- Born: Olivera Jankovic November 2, 1949 (age 76) Niš, Yugoslavia
- Citizenship: American
- Education: Inter American University of Puerto Rico (BS) Stanford University (PhD) (Postdoc)
- Spouse: Seth Finn (m. 1967)
- Children: 2
- Awards: University of Pittsburgh Chancellor's Distinguished Research Award (1996) AAI Lifetime Achievement Award (2016) NCI Outstanding Investigator Award (2016) AACR-CRI Lloyd J. Old Award in Cancer Immunology (2017) American Cancer Society Faculty Award UPCI Scientific Leadership Award University of Pittsburgh Mentor of the Year Award Department of Molecular Genetics and Biochemistry Faculty Award AAI Excellence in Mentoring Award (2026)
- Scientific career
- Fields: Immunology
- Institutions: University of Pittsburgh Duke University
- Thesis: Induction and characterization of functionally specific murine T-cell lymphomas (1979)
- Doctoral advisor: Henry Seymour Kaplan
- Other academic advisors: Arthur S. Levine Bernard Amos Richard Metzgar Ron Herberman Ronald Levy

= Olivera Finn =

American immunologist

Olivera J. Finn is a Yugoslav-American immunologist who is a distinguished professor and former chair of the department of immunology at the University of Pittsburgh (2001–2013) and former director of the Cancer Immunology Program at the University of Pittsburgh Cancer Institute (1999–2014). She was president of the American Association of Immunologists from 2007 to 2008 and served on the AAI Council from 2002 to 2006.
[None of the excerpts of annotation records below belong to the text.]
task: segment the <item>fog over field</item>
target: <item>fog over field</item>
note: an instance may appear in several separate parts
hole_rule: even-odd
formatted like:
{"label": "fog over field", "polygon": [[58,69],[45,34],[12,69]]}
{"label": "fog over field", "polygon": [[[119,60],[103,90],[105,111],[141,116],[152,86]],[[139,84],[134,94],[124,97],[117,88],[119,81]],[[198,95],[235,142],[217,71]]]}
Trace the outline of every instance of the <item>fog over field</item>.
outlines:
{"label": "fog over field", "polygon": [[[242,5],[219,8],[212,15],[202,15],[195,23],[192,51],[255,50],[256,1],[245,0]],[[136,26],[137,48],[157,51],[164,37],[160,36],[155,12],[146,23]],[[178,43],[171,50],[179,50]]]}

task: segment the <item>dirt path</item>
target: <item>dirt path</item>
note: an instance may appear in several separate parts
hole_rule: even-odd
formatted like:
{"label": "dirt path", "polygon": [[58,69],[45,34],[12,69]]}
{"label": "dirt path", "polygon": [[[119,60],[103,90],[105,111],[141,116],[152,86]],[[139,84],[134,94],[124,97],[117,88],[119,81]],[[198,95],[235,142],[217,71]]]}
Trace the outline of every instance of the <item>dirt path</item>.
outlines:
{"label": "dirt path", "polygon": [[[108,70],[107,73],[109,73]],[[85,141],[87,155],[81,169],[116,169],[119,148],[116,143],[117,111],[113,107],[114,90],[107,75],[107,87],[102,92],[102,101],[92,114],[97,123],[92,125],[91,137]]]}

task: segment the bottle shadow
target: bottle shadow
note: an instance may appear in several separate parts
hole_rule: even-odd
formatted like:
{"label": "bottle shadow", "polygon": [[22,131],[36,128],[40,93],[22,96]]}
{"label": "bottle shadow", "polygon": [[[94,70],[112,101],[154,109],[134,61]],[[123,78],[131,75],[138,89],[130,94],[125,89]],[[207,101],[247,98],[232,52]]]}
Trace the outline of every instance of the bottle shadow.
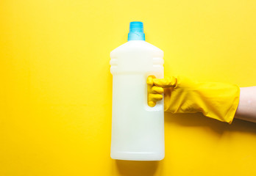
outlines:
{"label": "bottle shadow", "polygon": [[121,175],[152,176],[155,175],[159,161],[124,161],[115,160],[117,169]]}
{"label": "bottle shadow", "polygon": [[[165,124],[178,124],[187,127],[202,127],[213,131],[217,136],[221,137],[224,133],[241,132],[256,136],[256,123],[234,119],[232,125],[205,117],[201,113],[178,114],[165,112]],[[160,161],[138,161],[115,160],[118,171],[121,175],[152,176],[160,169]],[[163,164],[163,163],[162,163]],[[157,172],[159,174],[159,172]]]}

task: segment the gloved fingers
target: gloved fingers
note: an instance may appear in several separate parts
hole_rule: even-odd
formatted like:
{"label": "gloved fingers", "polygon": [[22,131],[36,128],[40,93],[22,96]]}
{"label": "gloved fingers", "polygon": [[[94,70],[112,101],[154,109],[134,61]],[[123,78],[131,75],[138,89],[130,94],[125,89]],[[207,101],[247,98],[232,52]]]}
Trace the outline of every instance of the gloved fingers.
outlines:
{"label": "gloved fingers", "polygon": [[162,99],[163,95],[161,94],[149,93],[148,96],[148,105],[150,107],[154,107],[157,104],[157,101]]}
{"label": "gloved fingers", "polygon": [[148,78],[146,79],[146,84],[149,86],[153,86],[154,85],[154,81],[153,79],[155,78],[155,76],[149,76]]}
{"label": "gloved fingers", "polygon": [[163,88],[175,87],[177,84],[177,78],[174,76],[168,76],[165,78],[154,78],[154,84]]}
{"label": "gloved fingers", "polygon": [[160,87],[156,87],[153,86],[151,89],[149,91],[149,93],[158,93],[158,94],[163,94],[163,89]]}
{"label": "gloved fingers", "polygon": [[149,101],[148,105],[150,107],[154,107],[157,104],[156,101]]}
{"label": "gloved fingers", "polygon": [[163,99],[163,95],[161,94],[149,94],[149,101],[157,101]]}

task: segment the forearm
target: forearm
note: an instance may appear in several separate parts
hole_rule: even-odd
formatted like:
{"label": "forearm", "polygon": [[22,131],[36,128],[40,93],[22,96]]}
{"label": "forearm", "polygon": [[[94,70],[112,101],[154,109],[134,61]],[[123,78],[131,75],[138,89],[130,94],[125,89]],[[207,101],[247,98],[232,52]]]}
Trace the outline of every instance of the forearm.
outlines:
{"label": "forearm", "polygon": [[241,87],[235,118],[256,122],[256,87]]}

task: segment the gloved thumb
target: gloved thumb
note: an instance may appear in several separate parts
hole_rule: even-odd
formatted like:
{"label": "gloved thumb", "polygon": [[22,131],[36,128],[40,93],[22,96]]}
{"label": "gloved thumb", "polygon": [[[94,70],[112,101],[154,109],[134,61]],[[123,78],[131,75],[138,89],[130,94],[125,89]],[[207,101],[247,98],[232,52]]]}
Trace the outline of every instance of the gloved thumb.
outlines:
{"label": "gloved thumb", "polygon": [[177,84],[177,78],[174,76],[168,76],[165,78],[154,78],[154,84],[163,88],[175,87]]}

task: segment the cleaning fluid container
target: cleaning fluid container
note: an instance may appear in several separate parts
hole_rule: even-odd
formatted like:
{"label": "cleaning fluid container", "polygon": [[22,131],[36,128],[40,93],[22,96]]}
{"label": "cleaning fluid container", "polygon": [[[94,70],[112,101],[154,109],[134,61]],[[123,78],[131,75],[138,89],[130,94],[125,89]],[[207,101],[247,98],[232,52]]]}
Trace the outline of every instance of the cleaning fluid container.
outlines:
{"label": "cleaning fluid container", "polygon": [[158,161],[165,155],[163,100],[147,104],[149,76],[163,78],[163,51],[145,41],[143,24],[129,23],[128,42],[110,53],[113,159]]}

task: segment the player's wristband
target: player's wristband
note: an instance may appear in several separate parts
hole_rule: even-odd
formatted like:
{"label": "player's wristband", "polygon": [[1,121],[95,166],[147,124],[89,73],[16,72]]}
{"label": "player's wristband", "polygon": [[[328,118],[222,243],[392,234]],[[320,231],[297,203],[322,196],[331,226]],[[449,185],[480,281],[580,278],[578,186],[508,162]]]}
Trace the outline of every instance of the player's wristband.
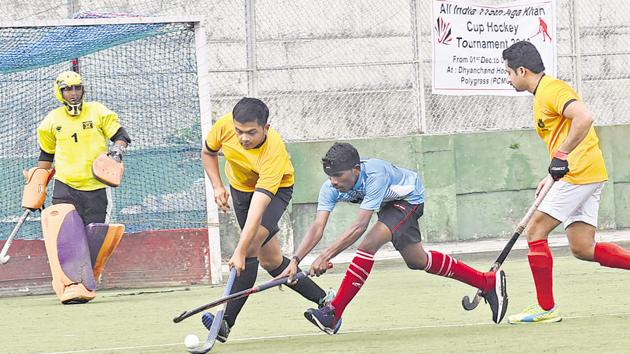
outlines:
{"label": "player's wristband", "polygon": [[566,152],[562,152],[560,150],[556,151],[555,154],[553,154],[553,157],[558,158],[560,160],[566,160],[567,157],[569,157],[569,154],[567,154]]}

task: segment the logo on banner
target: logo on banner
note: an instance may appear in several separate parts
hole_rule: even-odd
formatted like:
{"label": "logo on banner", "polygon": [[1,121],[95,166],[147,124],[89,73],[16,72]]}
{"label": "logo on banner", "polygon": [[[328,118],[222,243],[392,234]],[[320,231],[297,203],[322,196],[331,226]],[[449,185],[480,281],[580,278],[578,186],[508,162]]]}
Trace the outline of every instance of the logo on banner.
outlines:
{"label": "logo on banner", "polygon": [[453,40],[451,37],[451,24],[444,21],[442,17],[438,17],[435,28],[435,37],[438,43],[449,45]]}
{"label": "logo on banner", "polygon": [[529,37],[529,39],[532,39],[539,34],[542,34],[543,42],[547,41],[545,38],[549,38],[549,42],[551,42],[551,36],[549,35],[549,32],[547,32],[547,22],[545,22],[545,20],[543,20],[542,17],[538,18],[538,32],[536,32],[536,34],[534,34],[533,36]]}

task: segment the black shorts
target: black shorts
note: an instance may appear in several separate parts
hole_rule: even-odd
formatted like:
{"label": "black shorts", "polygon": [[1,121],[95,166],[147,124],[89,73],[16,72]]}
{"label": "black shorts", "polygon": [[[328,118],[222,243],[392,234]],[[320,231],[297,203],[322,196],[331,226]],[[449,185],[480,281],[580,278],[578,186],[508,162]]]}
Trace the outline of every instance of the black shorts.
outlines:
{"label": "black shorts", "polygon": [[[238,225],[241,227],[241,230],[243,230],[254,192],[241,192],[230,186],[230,194],[232,195],[232,202],[234,203],[236,220],[238,220]],[[260,225],[262,225],[265,229],[269,230],[269,236],[265,242],[263,242],[263,245],[269,242],[269,240],[271,240],[271,238],[280,231],[278,222],[280,221],[282,214],[284,214],[284,211],[287,210],[287,206],[289,205],[292,196],[293,187],[291,186],[279,188],[276,195],[271,198],[271,202],[267,206],[260,223]]]}
{"label": "black shorts", "polygon": [[424,204],[409,204],[404,200],[387,202],[381,207],[378,221],[392,232],[392,243],[398,251],[422,241],[418,219],[423,212]]}
{"label": "black shorts", "polygon": [[81,216],[83,223],[104,223],[107,218],[107,191],[105,188],[93,191],[80,191],[55,180],[53,204],[72,204]]}

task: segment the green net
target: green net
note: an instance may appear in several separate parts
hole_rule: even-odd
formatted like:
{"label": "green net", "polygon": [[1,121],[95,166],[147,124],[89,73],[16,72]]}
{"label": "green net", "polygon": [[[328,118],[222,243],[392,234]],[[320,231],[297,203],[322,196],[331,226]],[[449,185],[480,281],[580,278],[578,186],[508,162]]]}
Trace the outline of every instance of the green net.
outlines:
{"label": "green net", "polygon": [[[59,106],[56,76],[73,59],[86,101],[118,113],[132,144],[111,220],[127,232],[206,227],[200,108],[191,23],[0,28],[0,238],[18,216],[22,170],[39,156],[36,127]],[[49,188],[47,205],[52,189]],[[39,213],[18,237],[41,237]]]}

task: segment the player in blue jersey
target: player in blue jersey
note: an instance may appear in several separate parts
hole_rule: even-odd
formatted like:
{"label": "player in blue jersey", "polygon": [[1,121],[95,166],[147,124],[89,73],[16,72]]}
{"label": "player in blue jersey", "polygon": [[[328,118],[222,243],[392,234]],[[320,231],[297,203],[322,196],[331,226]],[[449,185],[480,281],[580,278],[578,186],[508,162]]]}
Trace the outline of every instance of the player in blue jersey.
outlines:
{"label": "player in blue jersey", "polygon": [[326,272],[328,262],[368,231],[372,214],[378,222],[359,244],[346,270],[335,299],[320,309],[308,309],[304,316],[322,331],[333,334],[339,329],[341,315],[359,292],[372,270],[374,254],[392,242],[411,269],[457,279],[483,292],[492,310],[492,320],[501,322],[507,309],[505,274],[483,273],[461,261],[422,247],[418,219],[424,210],[424,186],[418,173],[379,159],[361,160],[350,144],[335,143],[322,159],[328,180],[319,191],[315,222],[282,275],[293,276],[297,266],[322,239],[328,217],[338,202],[359,204],[356,220],[324,250],[310,268],[312,275]]}

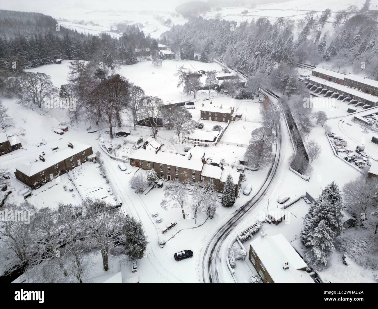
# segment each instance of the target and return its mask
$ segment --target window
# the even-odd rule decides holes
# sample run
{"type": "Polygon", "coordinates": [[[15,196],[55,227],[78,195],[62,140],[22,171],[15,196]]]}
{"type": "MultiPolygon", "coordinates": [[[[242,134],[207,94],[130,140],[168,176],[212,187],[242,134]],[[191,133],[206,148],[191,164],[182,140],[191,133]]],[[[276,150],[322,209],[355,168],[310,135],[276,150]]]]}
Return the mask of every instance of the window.
{"type": "Polygon", "coordinates": [[[252,248],[251,249],[252,249],[252,254],[256,256],[256,252],[254,250],[253,250],[253,248],[252,248]]]}
{"type": "Polygon", "coordinates": [[[259,273],[260,274],[260,277],[261,277],[261,278],[262,279],[264,279],[264,277],[265,276],[264,275],[264,273],[261,271],[261,269],[260,269],[260,270],[259,270],[259,273]]]}
{"type": "Polygon", "coordinates": [[[252,255],[251,256],[251,261],[252,262],[252,264],[254,265],[256,263],[256,261],[255,260],[255,258],[253,257],[252,255]]]}

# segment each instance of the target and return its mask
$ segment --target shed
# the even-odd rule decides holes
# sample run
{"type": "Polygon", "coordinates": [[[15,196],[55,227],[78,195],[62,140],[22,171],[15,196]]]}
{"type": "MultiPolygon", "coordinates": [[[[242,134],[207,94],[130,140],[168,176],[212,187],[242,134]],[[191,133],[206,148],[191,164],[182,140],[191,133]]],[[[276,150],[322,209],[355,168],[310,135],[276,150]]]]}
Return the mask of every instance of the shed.
{"type": "Polygon", "coordinates": [[[126,137],[125,140],[126,142],[134,145],[139,145],[143,142],[143,138],[136,135],[128,135],[126,137]]]}
{"type": "Polygon", "coordinates": [[[285,212],[282,209],[277,208],[276,209],[269,210],[268,212],[268,218],[274,225],[280,223],[285,220],[285,212]]]}
{"type": "Polygon", "coordinates": [[[119,138],[120,136],[127,136],[131,134],[130,130],[123,130],[122,131],[119,131],[116,132],[116,137],[119,138]]]}

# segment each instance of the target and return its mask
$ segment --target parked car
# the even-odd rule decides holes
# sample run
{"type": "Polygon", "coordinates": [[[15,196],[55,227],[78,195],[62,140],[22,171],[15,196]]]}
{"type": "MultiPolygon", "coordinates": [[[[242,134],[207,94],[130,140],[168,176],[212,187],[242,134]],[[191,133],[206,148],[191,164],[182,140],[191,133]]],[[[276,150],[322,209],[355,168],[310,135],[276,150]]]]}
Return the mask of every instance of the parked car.
{"type": "Polygon", "coordinates": [[[245,195],[249,195],[249,193],[252,190],[252,184],[249,183],[247,184],[247,185],[245,187],[245,188],[244,189],[244,191],[243,192],[243,194],[245,195]]]}
{"type": "Polygon", "coordinates": [[[125,165],[123,163],[118,163],[118,167],[119,168],[119,169],[122,171],[125,171],[127,169],[126,167],[125,166],[125,165]]]}
{"type": "Polygon", "coordinates": [[[54,130],[54,133],[61,135],[64,133],[64,132],[62,130],[61,130],[60,129],[55,129],[54,130]]]}
{"type": "Polygon", "coordinates": [[[134,260],[131,262],[131,272],[136,272],[138,271],[138,264],[136,263],[136,261],[134,260]]]}
{"type": "Polygon", "coordinates": [[[161,188],[163,186],[163,181],[160,178],[158,178],[155,181],[153,185],[158,188],[161,188]]]}
{"type": "Polygon", "coordinates": [[[179,251],[174,255],[175,260],[176,261],[181,261],[184,259],[190,258],[193,256],[193,251],[191,250],[183,250],[179,251]]]}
==Early life and education==
Finn was born on November 2, 1949, in Niš, Yugoslavia (now Serbia). She grew up and went to high school in Niš, a city in what is now Serbia. She moved to the United States when she was 18 years old, having married an American. They settled in San Juan, Puerto Rico, where her husband was stationed for three years as a Coast Guard officer.

In Puerto Rico, she earned her Bachelor of Science in Biology from the Inter American University of Puerto Rico at San Juan. At the IAUPR, she was one of Dr. Alexander Acholonu's students. She published her first paper as an undergraduate, about completing a life cycle of a parasite.

When her husband was discharged into the reserves they moved to Stanford, California. Finn graduated with a Doctor of Philosophy in Immunology from Stanford University in 1980 and completed her postdoctoral fellowship at the university in 1982.